Rectified Scaling Law

Updated 1 July 2025

Rectified scaling laws are a framework describing how system performance improves with resources, where the scaling exponent or form changes depending on system parameters and conditions.
These laws explain phenomena like the varying exponents of heat transport in turbulent convection or the decay rate of excess risk in statistical learning models.
Rectified scaling provides a unified theory anchoring diverse observed scaling behaviors to underlying system structure and parameters, improving prediction and resource allocation in scientific and engineering design.

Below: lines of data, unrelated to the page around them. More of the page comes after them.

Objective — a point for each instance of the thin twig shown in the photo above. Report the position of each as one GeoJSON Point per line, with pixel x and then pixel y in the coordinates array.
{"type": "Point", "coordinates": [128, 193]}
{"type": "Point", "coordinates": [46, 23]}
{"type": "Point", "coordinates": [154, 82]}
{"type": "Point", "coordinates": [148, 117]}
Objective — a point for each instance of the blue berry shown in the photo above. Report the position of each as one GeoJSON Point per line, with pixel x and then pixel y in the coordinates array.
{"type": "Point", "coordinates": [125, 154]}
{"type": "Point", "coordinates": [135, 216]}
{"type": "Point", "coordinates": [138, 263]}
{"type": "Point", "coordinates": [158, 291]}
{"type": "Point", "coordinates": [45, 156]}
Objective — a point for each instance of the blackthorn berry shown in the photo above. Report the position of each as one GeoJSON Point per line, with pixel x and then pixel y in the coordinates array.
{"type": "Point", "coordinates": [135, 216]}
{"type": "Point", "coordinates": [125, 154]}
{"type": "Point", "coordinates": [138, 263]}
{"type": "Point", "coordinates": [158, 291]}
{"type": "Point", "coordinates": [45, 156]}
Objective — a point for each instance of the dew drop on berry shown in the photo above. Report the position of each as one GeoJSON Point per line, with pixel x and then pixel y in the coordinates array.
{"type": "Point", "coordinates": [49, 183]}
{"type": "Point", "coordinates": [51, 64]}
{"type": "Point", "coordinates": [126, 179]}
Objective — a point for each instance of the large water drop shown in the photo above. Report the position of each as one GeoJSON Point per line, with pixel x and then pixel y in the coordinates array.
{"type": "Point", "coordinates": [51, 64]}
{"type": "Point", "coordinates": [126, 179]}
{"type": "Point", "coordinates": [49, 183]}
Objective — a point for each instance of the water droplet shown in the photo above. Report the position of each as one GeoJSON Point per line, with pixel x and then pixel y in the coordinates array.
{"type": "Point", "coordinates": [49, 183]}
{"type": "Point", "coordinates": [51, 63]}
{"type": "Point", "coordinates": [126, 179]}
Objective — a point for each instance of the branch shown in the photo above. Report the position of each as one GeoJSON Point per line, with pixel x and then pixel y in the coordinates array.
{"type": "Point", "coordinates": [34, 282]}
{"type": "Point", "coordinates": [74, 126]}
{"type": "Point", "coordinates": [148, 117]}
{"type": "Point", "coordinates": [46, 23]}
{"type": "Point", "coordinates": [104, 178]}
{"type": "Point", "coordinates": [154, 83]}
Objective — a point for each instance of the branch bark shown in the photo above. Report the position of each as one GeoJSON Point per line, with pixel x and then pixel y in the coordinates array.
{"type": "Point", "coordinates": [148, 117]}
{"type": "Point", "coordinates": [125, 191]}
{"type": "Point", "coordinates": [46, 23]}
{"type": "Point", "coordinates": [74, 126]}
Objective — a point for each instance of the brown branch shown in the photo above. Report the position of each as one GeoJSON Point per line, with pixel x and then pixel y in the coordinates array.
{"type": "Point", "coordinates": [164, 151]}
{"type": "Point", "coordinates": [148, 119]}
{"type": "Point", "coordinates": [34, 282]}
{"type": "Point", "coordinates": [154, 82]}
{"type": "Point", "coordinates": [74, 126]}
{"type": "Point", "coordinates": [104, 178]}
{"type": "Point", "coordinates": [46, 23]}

A rectified scaling law describes how the performance of models or systems improves with increasing resource allocation (model size, data, compute, signal resolution), with the key refinement that the scaling exponent, regime, or even qualitative form of this law varies systematically with underlying system parameters and boundary conditions. The concept arises in fields ranging from turbulent convection and communication theory to statistical learning and neural networks, reflecting that scaling exponents are generally neither universal nor immutable, but determined by physical, statistical, or information-theoretic constraints. This article surveys the theoretical foundations, analytical regimes, formulaic relations, and empirical implications of rectified scaling laws across major domains.

1. Foundational Principles of Rectified Scaling Laws

Rectified scaling laws generalize classic scaling relationships by making them regime-dependent and sensitive to latent physical or computational variables. Rather than postulating a universal power-law (e.g., $y \sim x^\beta$ with fixed $\beta$ ), rectified scaling identifies families of exponents or transition points whose values depend on underlying structure, such as boundary layer ordering in turbulence, intrinsic data geometry, system dimension, or hardware limitations.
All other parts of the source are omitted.